What Article 4 actually says
The exact text: "Providers and deployers of AI systems shall take measures to ensure, to their best extent, a sufficient level of AI literacy of their staff and other persons dealing with the operation and use of AI systems on their behalf."
Plain English: if your staff use AI tools, they need enough knowledge to use them properly. They need to know limitations. They need to know the rules.
Who this applies to
Every team where staff use AI at work. That's almost everyone now.
"Deployers" — teams using AI tools built by someone else — are explicitly covered. You don't have to build AI to have Article 4 obligations. You use ChatGPT? You're a deployer.
What 'sufficient' actually means for your team
The regulation deliberately skips a minimum hour count or fixed curriculum. "Sufficient" depends on:
- The AI system in use (ChatGPT vs. a hiring-screening tool)
- The person's role (support rep vs. developer)
- The potential impact of their use (internal drafts vs. customer-facing output)
A support rep using an AI chatbot needs different literacy than a developer building AI features. Both need documented training.
In practice: 60–90 minutes works as a baseline for most SME staff. Cover what AI is, how your tools work, the rules, and responsible use.
What proof you need on file
You need to show compliance. That means documentation.
At minimum:
- A training record — who, when, what was covered
- Completion acknowledgements from each staff member
- Evidence the training covered your actual AI tools and the relevant rules
You don't need an externally certified course. Internal training with a completion log works for most teams.

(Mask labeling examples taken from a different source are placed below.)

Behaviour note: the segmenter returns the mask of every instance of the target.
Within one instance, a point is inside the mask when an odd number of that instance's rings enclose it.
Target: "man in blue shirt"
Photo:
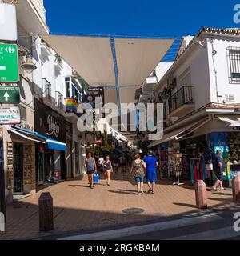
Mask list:
[[[224,190],[224,188],[222,186],[224,162],[221,155],[222,155],[222,151],[218,150],[217,154],[213,158],[214,172],[218,178],[215,184],[212,187],[212,189],[215,191],[217,190],[217,187],[219,185],[220,185],[220,190]]]
[[[155,183],[158,181],[156,167],[158,166],[157,158],[153,156],[152,151],[148,152],[148,155],[144,158],[146,163],[146,182],[149,186],[147,193],[154,194]]]

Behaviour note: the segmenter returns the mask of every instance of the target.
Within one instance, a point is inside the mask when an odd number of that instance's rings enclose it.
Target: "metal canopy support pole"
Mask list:
[[[0,137],[0,146],[2,143],[2,138]],[[5,202],[5,177],[3,159],[0,158],[0,212],[4,214],[6,221],[6,202]]]

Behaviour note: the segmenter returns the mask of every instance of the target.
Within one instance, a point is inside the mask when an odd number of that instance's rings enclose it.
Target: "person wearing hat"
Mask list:
[[[149,151],[147,156],[144,158],[146,163],[146,182],[149,186],[147,193],[154,194],[155,184],[158,181],[156,167],[158,166],[157,158],[153,156],[153,152]]]

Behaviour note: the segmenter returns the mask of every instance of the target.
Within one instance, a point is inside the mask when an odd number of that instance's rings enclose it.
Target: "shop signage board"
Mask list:
[[[37,99],[34,106],[34,130],[41,135],[66,143],[65,118]]]
[[[0,103],[19,103],[20,94],[18,86],[0,86]]]
[[[0,109],[0,125],[12,125],[20,122],[20,110],[18,106]]]
[[[16,44],[0,44],[0,82],[18,82],[18,54]]]

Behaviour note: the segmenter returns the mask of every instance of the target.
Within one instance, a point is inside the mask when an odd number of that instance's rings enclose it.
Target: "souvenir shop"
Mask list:
[[[65,118],[37,99],[34,106],[37,182],[55,183],[66,176]]]
[[[199,179],[212,185],[216,180],[212,157],[218,150],[225,163],[224,186],[230,186],[232,178],[240,174],[240,130],[218,120],[210,121],[182,139],[156,146],[161,178],[177,185],[187,180],[194,184]]]

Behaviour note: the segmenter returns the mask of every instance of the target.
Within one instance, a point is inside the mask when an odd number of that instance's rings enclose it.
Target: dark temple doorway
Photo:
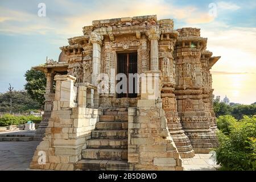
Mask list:
[[[138,54],[137,52],[118,53],[117,54],[117,73],[124,73],[127,78],[127,86],[126,92],[117,94],[117,98],[137,98],[137,84],[138,78],[133,78],[133,81],[129,82],[129,73],[135,74],[138,73]],[[117,83],[122,81],[117,81]],[[123,86],[120,87],[121,89],[123,89]],[[132,88],[131,88],[132,86]],[[130,89],[129,89],[130,88]],[[125,87],[124,87],[125,89]],[[125,93],[123,93],[125,92]]]

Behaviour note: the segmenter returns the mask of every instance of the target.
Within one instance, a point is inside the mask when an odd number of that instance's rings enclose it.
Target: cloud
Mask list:
[[[246,75],[254,73],[249,73],[249,72],[229,72],[226,71],[213,71],[211,72],[213,75]]]
[[[193,24],[213,20],[208,12],[201,11],[196,7],[179,7],[163,0],[96,1],[88,3],[88,6],[82,2],[72,3],[67,0],[56,0],[46,5],[47,16],[42,18],[38,17],[36,12],[29,13],[0,8],[0,32],[26,35],[49,33],[68,38],[82,34],[82,27],[90,25],[93,20],[150,14],[158,15],[158,19],[174,18]],[[67,10],[65,13],[47,13],[47,10],[57,6],[58,9]]]
[[[240,6],[230,2],[220,1],[217,3],[218,9],[236,11],[241,8]]]

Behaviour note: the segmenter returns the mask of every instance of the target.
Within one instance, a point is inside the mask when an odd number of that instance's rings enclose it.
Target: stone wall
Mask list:
[[[69,75],[55,77],[53,110],[46,136],[35,151],[31,169],[73,170],[81,158],[81,150],[86,147],[85,141],[90,138],[101,113],[97,109],[84,106],[86,94],[83,86],[78,87],[78,102],[74,102],[77,96],[75,80]]]
[[[128,163],[133,165],[134,170],[183,169],[159,94],[155,98],[149,98],[147,93],[142,94],[137,107],[129,108]]]

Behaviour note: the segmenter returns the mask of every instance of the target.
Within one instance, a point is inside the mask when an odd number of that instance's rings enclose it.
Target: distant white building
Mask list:
[[[223,102],[226,104],[226,105],[229,105],[229,99],[225,96],[222,101]]]

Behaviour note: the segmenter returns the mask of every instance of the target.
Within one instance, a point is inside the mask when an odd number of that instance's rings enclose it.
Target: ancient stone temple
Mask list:
[[[60,47],[46,73],[43,138],[31,168],[183,170],[217,146],[200,29],[156,15],[94,20]]]

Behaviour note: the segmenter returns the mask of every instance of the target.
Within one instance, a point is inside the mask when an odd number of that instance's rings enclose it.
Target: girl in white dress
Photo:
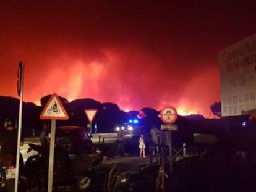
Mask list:
[[[144,141],[144,136],[141,134],[140,139],[139,140],[139,148],[140,148],[140,157],[143,157],[144,158],[146,158],[146,156],[145,156],[145,148],[146,148],[146,145],[145,144]]]

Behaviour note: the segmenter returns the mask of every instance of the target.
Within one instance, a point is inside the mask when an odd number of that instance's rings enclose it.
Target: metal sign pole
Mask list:
[[[49,157],[49,169],[48,169],[48,192],[53,191],[53,165],[54,159],[54,146],[55,146],[55,130],[56,127],[56,120],[51,120],[51,140],[50,140],[50,151]]]
[[[18,94],[20,96],[20,106],[19,111],[19,125],[18,125],[18,135],[17,142],[17,152],[16,152],[16,165],[15,175],[15,187],[14,191],[18,191],[19,183],[19,168],[20,164],[20,135],[22,125],[22,104],[23,104],[23,88],[24,82],[24,63],[20,62],[18,70]]]
[[[169,167],[170,175],[173,173],[173,145],[171,142],[171,131],[168,130],[169,140]]]

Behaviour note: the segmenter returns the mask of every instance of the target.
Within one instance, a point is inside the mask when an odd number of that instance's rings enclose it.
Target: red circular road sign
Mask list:
[[[160,117],[164,123],[167,124],[173,123],[177,120],[177,110],[173,106],[164,107],[161,111]]]

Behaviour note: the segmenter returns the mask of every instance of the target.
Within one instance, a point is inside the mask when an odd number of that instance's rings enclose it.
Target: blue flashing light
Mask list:
[[[137,124],[137,123],[139,123],[139,121],[138,121],[138,120],[137,120],[137,119],[134,119],[133,122],[134,122],[134,124]]]

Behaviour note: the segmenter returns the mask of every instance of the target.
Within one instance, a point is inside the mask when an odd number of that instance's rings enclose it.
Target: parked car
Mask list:
[[[67,154],[85,154],[93,152],[92,135],[85,127],[61,126],[56,131],[55,143]]]
[[[122,131],[124,135],[132,134],[134,132],[134,127],[132,125],[124,123],[123,125],[117,125],[115,127],[116,132]]]

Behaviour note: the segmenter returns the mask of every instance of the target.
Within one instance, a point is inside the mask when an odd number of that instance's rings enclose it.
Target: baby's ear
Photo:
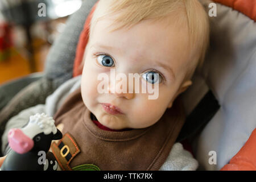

The mistake most teams make
Most teams assume staff "know how to use" AI tools. That's not literacy. The requirement covers:
- What AI systems can and cannot do
- Their known limitations and risks
- Applicable rules and requirements
- When to apply human oversight
Ask your team: "Do you understand EU AI Act rules for AI use at work?" Most will say no. That's your gap.
What to do right now
- Run a short AI literacy session with your team (we have five modules, about an hour total)
- Get completion records for each person
- Keep them on file — you'll need to produce them if asked
NudgeCompliant generates training records and completion certificates automatically. Your team completes the modules. You export the log.
This should have happened by February 2025. If it didn't, do it now. The obligation is still active.
Your 10-minute action: Create a spreadsheet with three columns: staff name, AI tools they use, training completed (yes/no). Fill it in for your whole team. Every "no" is someone who needs training this week.
This article is for information only. Not legal advice.